From owner-freebsd-scsi  Sun May 31 07:30:54 1998
Return-Path: <owner-freebsd-scsi@FreeBSD.ORG>
Received: (from majordom@localhost)
          by hub.freebsd.org (8.8.8/8.8.8) id HAA28196
          for freebsd-scsi-outgoing; Sun, 31 May 1998 07:30:54 -0700 (PDT)
          (envelope-from owner-freebsd-scsi@FreeBSD.ORG)
Received: from ns1.dpt.com (root@ns1.dpt.com [206.138.241.7])
          by hub.freebsd.org (8.8.8/8.8.8) with ESMTP id HAA28041
          for <freebsd-scsi@freebsd.org>; Sun, 31 May 1998 07:29:19 -0700 (PDT)
          (envelope-from mark@bohica.net)
Received: from deathstar.deathstar.dpt.com (salyzyn-mark.dpt.com [198.242.63.87])
	by ns1.dpt.com (8.8.7/8.8.7) with SMTP id KAA18923;
	Sun, 31 May 1998 10:32:04 -0400
Received: by deathstar.deathstar.dpt.com [198.242.63.87] (NX5.67g/NX3.0M)
	id AA11443; Sun, 31 May 98 10:28:06 -0400
Reply-To: Mark Gregory Salyzyn <mark@bohica.net>
Message-Id: <9805311428.AA11443@deathstar.deathstar.dpt.com>
Mime-Version: 1.0 (NeXT Mail 4.2mach v148)
Content-Type: multipart/alternative; boundary=NeXT-Mail-2114881306-1
Content-Transfer-Encoding: 7bit
Received: by NeXT.Mailer (1.148)
From: Mark Gregory Salyzyn <mark@bohica.net>
Date: Sun, 31 May 98 10:28:02 -0400
To: freebsd-scsi@FreeBSD.ORG, shimon@simon-shapiro.org, tcobb@staff.circle.net
Subject: Re: DPT Redux
Sender: owner-freebsd-scsi@FreeBSD.ORG
Precedence: bulk
X-Loop: FreeBSD.org

--NeXT-Mail-2114881306-1
Content-Type: text/plain; charset=us-ascii
Content-Transfer-Encoding: 7bit
Content-Disposition: inline

Trou Cobb <tcobb@staff.circle.net> writes:

> With RAID-5 and a new drive to rebuild on, the DPT hardware begins  
automatic rebuilds of the
> array.  However, in these conditions the DPT driver (or other FreeBSD  
component) does not
> correctly sense the size information and panics the kernel during  
bootup.  This symptom goes
> away after the rebuild is complete.  This symptom does not appear when  
in DOS under the
> same circumstances.  DOS DPTmgr checks show the array of the correct  
size.  BIOS bootup
> screen for DPT shows the array of the correct size.

There is not supposed to be any difference to the command access to the  
DPT controller
whether optimal, degraded or rebuilding.

However, the following realities exist:

1) The Logical Array Status page will indicate the appropriate status of  
the array and
   it's components. This goes without saying, and has no operational affects.
2) Accesses to a degraded or rebuilding array are significantly slower.
3) A controller performing a rebuild uses some of the available CCBs to  
perform it's
   duties, *possibly* exausting the available CCBs

I believe that Simon's driver works under condition 2, simply because the  
driver functions
under the stress of a degraded array. Rebuilding, if the user has selected  
a particularily
aggressive scheduling, is more extreme and may cause timeouts. However,  
ReadCapacity calls
will not fail as they are not delayed.

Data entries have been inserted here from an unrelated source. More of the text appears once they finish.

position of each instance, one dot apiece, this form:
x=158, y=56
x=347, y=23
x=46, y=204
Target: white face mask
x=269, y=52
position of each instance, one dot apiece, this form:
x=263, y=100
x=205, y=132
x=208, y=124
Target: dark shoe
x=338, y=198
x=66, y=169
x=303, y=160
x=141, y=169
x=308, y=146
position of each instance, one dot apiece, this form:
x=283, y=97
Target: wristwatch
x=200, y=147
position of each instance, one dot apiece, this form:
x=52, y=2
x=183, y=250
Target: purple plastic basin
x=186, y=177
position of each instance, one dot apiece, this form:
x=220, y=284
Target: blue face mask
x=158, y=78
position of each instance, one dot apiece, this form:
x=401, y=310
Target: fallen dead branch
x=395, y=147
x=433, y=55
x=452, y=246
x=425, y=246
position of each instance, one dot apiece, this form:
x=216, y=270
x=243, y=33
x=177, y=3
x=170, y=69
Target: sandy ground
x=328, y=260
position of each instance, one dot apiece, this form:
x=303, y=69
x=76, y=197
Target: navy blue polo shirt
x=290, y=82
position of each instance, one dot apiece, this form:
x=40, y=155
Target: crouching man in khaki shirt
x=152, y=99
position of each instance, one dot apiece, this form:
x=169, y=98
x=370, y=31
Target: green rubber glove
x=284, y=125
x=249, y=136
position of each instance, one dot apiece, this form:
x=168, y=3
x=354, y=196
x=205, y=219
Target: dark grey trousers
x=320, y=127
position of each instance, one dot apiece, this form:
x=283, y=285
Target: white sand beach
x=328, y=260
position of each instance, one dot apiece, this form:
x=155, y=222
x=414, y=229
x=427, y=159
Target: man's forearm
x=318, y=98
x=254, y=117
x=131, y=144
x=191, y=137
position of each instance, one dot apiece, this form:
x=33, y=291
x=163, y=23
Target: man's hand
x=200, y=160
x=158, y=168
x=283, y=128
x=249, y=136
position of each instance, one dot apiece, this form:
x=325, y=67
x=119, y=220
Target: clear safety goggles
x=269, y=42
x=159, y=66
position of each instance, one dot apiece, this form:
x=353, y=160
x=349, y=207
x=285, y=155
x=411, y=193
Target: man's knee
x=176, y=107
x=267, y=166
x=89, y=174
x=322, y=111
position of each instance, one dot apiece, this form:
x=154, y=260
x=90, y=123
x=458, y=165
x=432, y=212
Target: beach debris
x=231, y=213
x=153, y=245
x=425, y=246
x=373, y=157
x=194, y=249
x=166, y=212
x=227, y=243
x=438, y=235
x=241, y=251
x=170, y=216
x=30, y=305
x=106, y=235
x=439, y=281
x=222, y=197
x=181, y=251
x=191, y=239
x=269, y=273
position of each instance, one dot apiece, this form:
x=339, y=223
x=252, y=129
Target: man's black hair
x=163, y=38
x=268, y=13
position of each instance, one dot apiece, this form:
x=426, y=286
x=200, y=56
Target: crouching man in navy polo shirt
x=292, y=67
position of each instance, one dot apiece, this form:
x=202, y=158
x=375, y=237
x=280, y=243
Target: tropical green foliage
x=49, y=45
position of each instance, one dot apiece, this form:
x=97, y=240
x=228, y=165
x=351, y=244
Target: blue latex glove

I believe a failed ReadCapacity  
SCSI command is the
reason for the problem.

Condition 3, I believe, is the more likely cause, and is a direct result  
of the number of
components within the array and a possible driver assumption that 64 CCBs  
are always available
for commands under this condition.

Externally, the DPT controller fibs, and indicates that there are 64  
concurrent CCBs available.
Internally, the controller has 128 CCBs available to process commands.  
This is to allow the
single access commands to be spread into several internal SCSI device  
commands to the components
of the array. This is also to buffer a rebuild which utilizes these  
(possibly scarce) CCB
resources. Lacking some theory, I'd say these CCBs are being used up by  
the combination of
an aggressive rebuild, low amount of controller board cache and concurrent  
RAID operations.
The driver is affected by the above because it is apparently denied  
issuing a CCB because the
board is `busy' for far too long a period.

I suggest the following:

1) Troy Cobb, please adjust the various rebuild parameters to support a
   considerably less aggresive RAID rebuild. Yes, it will take longer, but  
then your seven
   drive RAID array will not be exhausting the CCB resources of the  
controller preventing the
   lockup of the system as it waits for the controller to no longer be  
busy. An aggresive
   schedule (defaults may be inappropriate for a seven drive RAID-5) may  
even lock up all accesses
   to the controller, which is not the case since Storage Managers  
single-command-at-a-time-I-
   can-wait-forever-to-get-a-command-to-the-controller approach to things  
appears to work.
   I do not have dptmgr handy to indicate the exact parameters you need to  
adjust, but I
   believe they are associated with the drive cache parameters as well.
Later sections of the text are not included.